For those that follow my blog regularly, you’re probably familiar with GO. Even if you’ve never seen mentions of her, you see her face every time you visit my site; she’s the bird staring back at you from my site’s banner. I first met GO while searching for banded birds to use as subjects in my early funeral experiments. Her name actually comes from her band combo: Green/Red/Metal x Green/Orange.
The location of her and her mate’s territory was ideal, and soon I was regularly feeding her as apart of the initial conditioning phase of the experiment. Like most campus birds, she readily took to feeding and soon enough I could hear the soft rattling of her bands as soon as I approached the food site each day. After the funeral event though, GO and her mate aggressively avoided the food and I wrapped up the experiment assuming that, like many of my other data points, she would be anxious to never have to see me or my ‘scary’ accomplice ever again. But a few months later, while waiting for the bus I heard the familiar rattle of her bands and turned to see her looking expectantly down at me from a branch. I offered her a peanut and she took it without pause. I never went to the bus stop without a few peanuts in my pocket after that. It’s been four years since then.
During the darkest days of writing my last publication I might have visited her 2 or 3 times a day, desperate for someone to shake me out of my writer’s block or my frustration with myself. Hearing her wing beats was like taking a Xanax; it was calming and reminded me why I was working 15 hours a day juggling field work and authorship duties. I adored her, I wanted to know and understand everything I could about her, and I wanted to be part of the community that was using science to enhance people’s appreciation for corvids. She wanted peanuts. I don’t think her side of things was any more complicated than that but that’s never cheapened the relationship for me. She wasn’t a pet or a human friend dressed in corvid clothing. She was a wild crow, and it was wondering about how she existed in that wild, urban space that most inspired my work. Still, I had always hoped GO would somehow be spared from the one thing I wonder about the most: death.

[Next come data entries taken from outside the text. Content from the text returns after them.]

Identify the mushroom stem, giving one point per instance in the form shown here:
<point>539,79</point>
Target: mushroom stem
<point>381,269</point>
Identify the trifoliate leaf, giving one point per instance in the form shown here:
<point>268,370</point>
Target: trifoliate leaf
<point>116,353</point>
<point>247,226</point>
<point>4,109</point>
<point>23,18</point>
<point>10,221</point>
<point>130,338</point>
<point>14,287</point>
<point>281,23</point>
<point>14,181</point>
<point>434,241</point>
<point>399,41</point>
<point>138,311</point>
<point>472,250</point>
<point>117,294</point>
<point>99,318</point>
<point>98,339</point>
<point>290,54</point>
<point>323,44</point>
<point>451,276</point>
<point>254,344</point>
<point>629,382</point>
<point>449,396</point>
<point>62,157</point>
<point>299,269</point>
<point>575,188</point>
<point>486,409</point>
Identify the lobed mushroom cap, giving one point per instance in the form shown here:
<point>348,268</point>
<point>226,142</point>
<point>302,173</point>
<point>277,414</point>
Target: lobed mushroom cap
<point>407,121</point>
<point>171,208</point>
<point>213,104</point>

For all the advances our team has made about the function of crow funerals we know almost nothing about what the birds are really thinking. Like most other social animals, they do a great variety of things which makes getting at what they are thinking or feeling very difficult. GO and her mate had presumably been together many years. It’s hard for me to imagine this is lost on him, but I can’t say for sure. All I know with certainty is how I feel about her loss and I know the thought of silence in place of the soft rattle of her bands or the whoosh of her wing beats as I approach our spot makes my heart ache.
GO was at least 16 when she died. In that time she successfully raised many broods, contributed to two scientific publications, and undoubtedly befriended more people than just me. She embodied everything we love about crows: their deft skill at thriving among us, their bold demand of our time and attention, and the way they engender our curiosity and admiration. She was my data, inspiration, stress relief, and eager companion. I will never forget what this bird meant to me. Miss you already my lovely ladybird.